We live in a very complicated world. Jason's discussion deals with extreme examples of wrong-headed beliefs and God knows there are plenty of them. I look forward to his next installment because defeating "disinformation" and "misinformation" are crucial in today's contentious environment. I really hope that we all can find the stability to dismiss clearly whacko conspiracy theorists. I also hope that stability will allow us to dig more deeply, using plain old reason, as he did, to dismantle beliefs like the moon-landing explanation. Reason, sometimes called common sense, is the best defense against psychodrama. And sometimes, if we use it to dig deeply enough, reason can reveal linkages which come damn close to conspiracy. Sherlock Holmes dug more deeply than his contemporaries and uncovered guilty parties.
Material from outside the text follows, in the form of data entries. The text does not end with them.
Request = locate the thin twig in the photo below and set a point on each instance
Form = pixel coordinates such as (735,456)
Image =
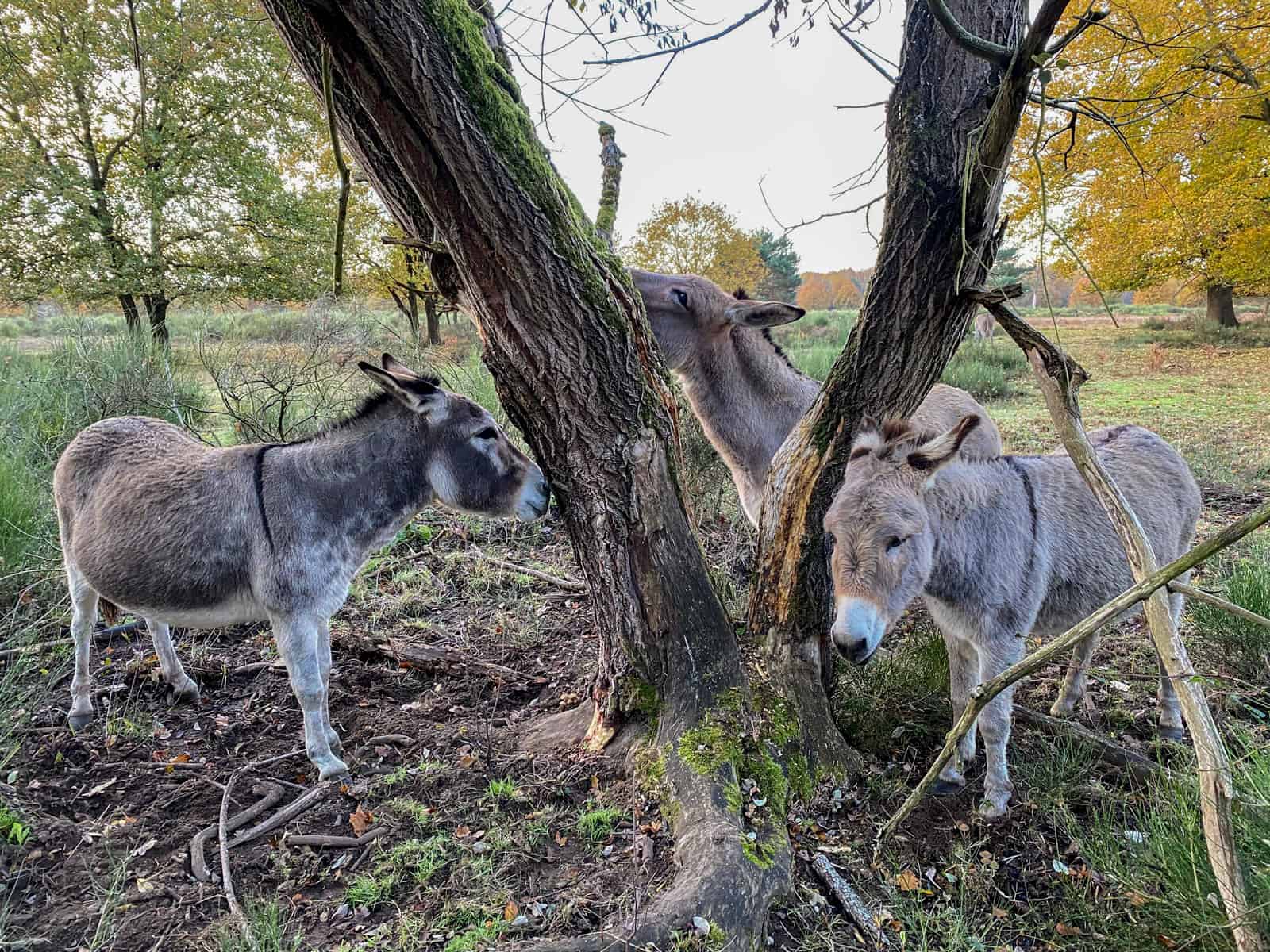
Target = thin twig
(567,584)
(1200,596)
(270,795)
(317,839)
(675,50)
We all can dig and reason together to find out how the real world works. And sometimes it works by deviousness and planning.
This is fascinating. Now that I think about it, I know people who believe some of these conspiracy theories, and none of them look like Andy. Some are well-educated people, reasonably-well off financially, and otherwise seemingly reasonable people. Yet somehow they have an unshakeable belief (or suspicion at least) that Barak Obama wasn't born in America and that there's a "deep state", or harbor dubious beliefs like the debunked theory that vaccines cause autism. There's usually a lot of emotion involved in those beliefs, too, which makes it difficult for them to step back and take a critical, unemotional look at the probability of those beliefs being true. I know I've fallen into the trap of letting my emotions influence my beliefs--I'm trying to be better about this--so I do try to give these folks a little grace.